The SDOs / SSOs you are working with at the moment

• Danish Standard Committee S-557: Power systems management and associated information exchange.

• Danish Standard Committee S-840: Interne of Things (IoT)

• ITU-T Study Group 17: Security

• ISO/IEC JTC 1/SC 6: Telecommunications and information exchange between systems

• IEC TC 57 WG 15: Power systems management and associated information exchange - Data and communication security

Your main field(s) of activity

The main activity is related to cybersecurity products. Most activities in cybersecurity have been related to procedures, like not doing any action that impairs cybersecurity, while ensuring that products that go into ICT networks provide protection against hostile cyber attacks i.e., by providing authenticity, integrity (protection against modifications), confidentiality (encryption), access control support and much more.
Such requirements on products must be expressed in International Standards for interworking products to be developed.
I performed most of my work in this domain, e.g., the smart grid security area, but also within the security sector in general. An activity that requires much more attention and more participant's engagement.

What ICT Challenges are you addressing in the ICT standardisation area?

When making a specification for cybersecurity products some aspects are crucial as the following ones:

• Ensure that there are no holes in the specification
• Guarantee the deployment of secure cryptographic algorithms
• Possibility of future migration to more safe algorithms 
• The text must be complete and non-ambiguous to allow secure and interworking products.

A major obstacle is to get cybersecurity standards developed in a speedy way.
Another major challenge is to provide a specification that is able to protect other specifications.

How, if implemented will this make a difference in a specific context?

Migration path to quantum-safe cryptographic algorithms for public-key certificates (X.509 certificates) has already been implemented by ISARA. A similar technique for protocols, in general, has been developed within a new X.510 standard expected to be completed during 2020. It has been decided to include these principles in smart grid security standards.
Developing a public-key infrastructure based on blockchain technology is a long-term project.

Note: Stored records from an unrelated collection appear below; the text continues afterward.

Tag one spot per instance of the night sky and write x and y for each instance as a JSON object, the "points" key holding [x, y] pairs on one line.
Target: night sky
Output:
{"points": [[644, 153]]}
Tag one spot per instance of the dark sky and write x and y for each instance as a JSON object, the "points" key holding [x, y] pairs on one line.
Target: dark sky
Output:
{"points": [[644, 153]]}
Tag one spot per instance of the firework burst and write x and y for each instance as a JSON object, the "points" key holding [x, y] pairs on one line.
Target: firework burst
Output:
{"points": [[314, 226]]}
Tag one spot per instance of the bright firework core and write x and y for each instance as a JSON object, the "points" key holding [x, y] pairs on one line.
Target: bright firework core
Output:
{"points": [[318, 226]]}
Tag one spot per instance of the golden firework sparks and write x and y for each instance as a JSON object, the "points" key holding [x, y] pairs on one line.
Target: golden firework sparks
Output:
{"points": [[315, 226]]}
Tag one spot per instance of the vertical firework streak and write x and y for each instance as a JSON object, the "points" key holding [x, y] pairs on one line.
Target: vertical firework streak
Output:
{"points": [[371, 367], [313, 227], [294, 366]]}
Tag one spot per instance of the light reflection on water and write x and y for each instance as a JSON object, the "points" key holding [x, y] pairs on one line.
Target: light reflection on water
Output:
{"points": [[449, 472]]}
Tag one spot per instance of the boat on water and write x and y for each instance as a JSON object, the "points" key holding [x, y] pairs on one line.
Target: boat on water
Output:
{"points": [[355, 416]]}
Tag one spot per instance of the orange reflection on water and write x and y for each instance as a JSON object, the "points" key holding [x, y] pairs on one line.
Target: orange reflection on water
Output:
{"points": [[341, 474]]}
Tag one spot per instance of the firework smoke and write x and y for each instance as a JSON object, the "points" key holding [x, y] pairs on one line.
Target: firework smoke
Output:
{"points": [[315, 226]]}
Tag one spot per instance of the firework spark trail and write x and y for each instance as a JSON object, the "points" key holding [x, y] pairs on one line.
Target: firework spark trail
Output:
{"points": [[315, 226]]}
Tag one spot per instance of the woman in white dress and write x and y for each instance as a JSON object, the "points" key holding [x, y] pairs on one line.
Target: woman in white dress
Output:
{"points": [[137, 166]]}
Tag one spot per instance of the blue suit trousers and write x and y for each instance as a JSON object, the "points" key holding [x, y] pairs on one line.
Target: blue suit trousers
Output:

When completed, it could have a major impact on the use of PKI in the future.
IEC 62351-4 developed as part of the StandICT project is able to protect other protocols. An implementation is currently under development. The second edition of IEC 62351-9 is expected to have a significant impact on the security industry.

Are there any best practices that you are aware of that put into practice these challenges described?

There is no real best practice planned, but there are similar activities.

• ITU-T Study Group 17 is developing a guide called x-pki-em: Information technology - Public-key infrastructure: Establishment and maintenance.
• IEC TC 57 WG 15 is developing a library with adds and hints to developers of IEC 62351-4.

What future actions or further specifications work would be necessary to undertake within an ICT Standards context?

• IEC 62351-4, "Power systems management and associated information exchange – Data and communications security – Part 4: Profiles including MMS" needs to be extended to protect additional protocols and to provide a migration path for stronger cryptographic algorithms, such as quantum-safe algorithms.

• IEC 62351-9, "Cyber Security Key Management for Power System Equipment” needs to be extended in areas such as Attribute certificates, check of certificates and development of related log records, further use of white lists, etc.

• IEC 62351-14, "Power systems management and associated information exchange – Data and communications security – Part 14: Cybersecurity event logging" needs adaptation to IEC 62351-4 requirements.

• IEC 62351-100-4, “Power systems management and associated information exchange – Data and Communication Security – Part 100-4 : "Cybersecurity Conformance Testing for 62351-4” needs much additional work.

• Rec. ITU-T X.509 | ISO/IEC 9594-8, “Information technology – Open Systems Interconnection – The Directory: Public-key and attribute certificate frameworks” need an extension in different areas (whitelist, certificate sizes, clarification of attribute certificates, verification procedures etc.).

• Rec. ITU-T X.510 | ISO/IEC 9594-11, “Information technology — Open systems interconnection — The directory — Part 11: Protocol specifications for secure operations” needs completion and the development of a second edition.

• A public-key infrastructure based on blockchain technology is a very substantial activity requiring many resources in the future to be a success. It will take several months.